JeanetteAngel Valentín for KHN/NPR
Jeanette says she assumed the bill was a mistake, so she went to the hospital with it for clarification. Since one medicine was charged at $46,422 she thought maybe there was a typo.
Perhaps an extra 2 there at the end?
The hospital informed her that no, there was no mistake. Her bill was correct.
The medication that sent her bill skyrocketing is a preventative medication used in rabies exposures called immune globulin. NPR got a hold of the story and did some research.
Based on the amount of immune globulin Ms. Parker received, her bill at a typical hospital should have been about $4,335.
Here's the problem - hospitals are allowed to create their own pricing. The hospital Jeanette went to was charging $7.737.00 per 2mL dose.
Precautionary treatment often requires several doses. Since it's considered a life-saving medication, most people don't shop around for it.
Jeanette certainly didn't.
Charles Rupprecht is a World Health Organization technical adviser on rabies and also ran the rabies program at the CDC for 20 years.
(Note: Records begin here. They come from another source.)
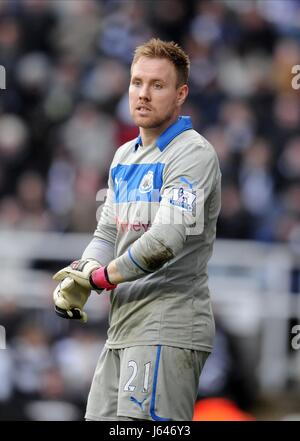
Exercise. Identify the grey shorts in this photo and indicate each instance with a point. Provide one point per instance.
(157, 383)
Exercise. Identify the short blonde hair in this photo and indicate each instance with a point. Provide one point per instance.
(156, 48)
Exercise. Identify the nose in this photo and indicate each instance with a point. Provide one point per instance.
(144, 93)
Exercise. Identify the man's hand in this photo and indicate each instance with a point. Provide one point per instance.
(69, 299)
(89, 274)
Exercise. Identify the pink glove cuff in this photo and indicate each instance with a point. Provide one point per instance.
(99, 278)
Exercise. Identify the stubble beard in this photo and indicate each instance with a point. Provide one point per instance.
(152, 122)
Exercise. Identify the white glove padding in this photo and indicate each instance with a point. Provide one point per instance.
(69, 299)
(79, 271)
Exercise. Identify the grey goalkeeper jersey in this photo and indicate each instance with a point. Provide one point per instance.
(159, 223)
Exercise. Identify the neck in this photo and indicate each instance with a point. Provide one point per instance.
(149, 135)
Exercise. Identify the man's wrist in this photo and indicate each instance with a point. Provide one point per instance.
(99, 279)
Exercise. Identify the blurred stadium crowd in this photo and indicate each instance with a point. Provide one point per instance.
(64, 112)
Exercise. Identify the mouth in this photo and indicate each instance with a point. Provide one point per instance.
(142, 108)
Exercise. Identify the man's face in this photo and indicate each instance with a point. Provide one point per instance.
(154, 99)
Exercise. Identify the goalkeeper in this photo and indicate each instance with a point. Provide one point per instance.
(150, 252)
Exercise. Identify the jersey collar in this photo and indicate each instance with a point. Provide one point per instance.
(182, 124)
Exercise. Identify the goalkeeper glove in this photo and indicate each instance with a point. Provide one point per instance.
(69, 298)
(87, 273)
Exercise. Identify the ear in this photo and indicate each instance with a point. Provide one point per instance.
(182, 94)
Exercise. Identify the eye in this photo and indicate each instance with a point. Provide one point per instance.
(136, 82)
Even he is stunned by the bill, telling NPR:
"I have never heard anything that high for immune globulin. How is that possible?"
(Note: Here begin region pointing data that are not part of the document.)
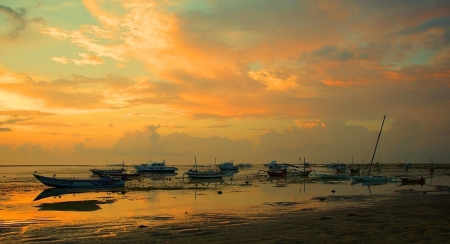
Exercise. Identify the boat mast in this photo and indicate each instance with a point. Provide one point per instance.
(375, 150)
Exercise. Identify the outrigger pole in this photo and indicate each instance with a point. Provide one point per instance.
(374, 151)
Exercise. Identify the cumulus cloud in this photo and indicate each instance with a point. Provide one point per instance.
(88, 59)
(61, 60)
(16, 22)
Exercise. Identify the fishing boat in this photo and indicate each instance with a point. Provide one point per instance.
(277, 172)
(412, 180)
(305, 172)
(354, 169)
(125, 176)
(228, 166)
(329, 176)
(155, 167)
(204, 172)
(83, 183)
(110, 168)
(373, 177)
(58, 192)
(275, 164)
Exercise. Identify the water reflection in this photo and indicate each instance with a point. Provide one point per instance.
(202, 183)
(59, 192)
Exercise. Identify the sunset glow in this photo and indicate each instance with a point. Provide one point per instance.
(100, 82)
To add further insult to injury, the hospital re-vamped it's pricing just a month after Jeanette's visit.
Her bill on the new pricing scale would have been $9,900. That's still double what a patient should expect to pay, but it's far less than the $48,512 she was billed.
The hospital refused to honor their new pricing and Jeanette's bill stayed right where it was.
According the Jeanette's insurance company, the bite should have been billed as an accidental injury and would have been eligible to be 100% covered.
The hospital disagreed.
Her insurance paid $34,618, which left Jeanette with a total out-of-pocket cost of $13,894.
Over a bite from a kitten.
Jeanette told NPR:
"My funeral would have been cheaper."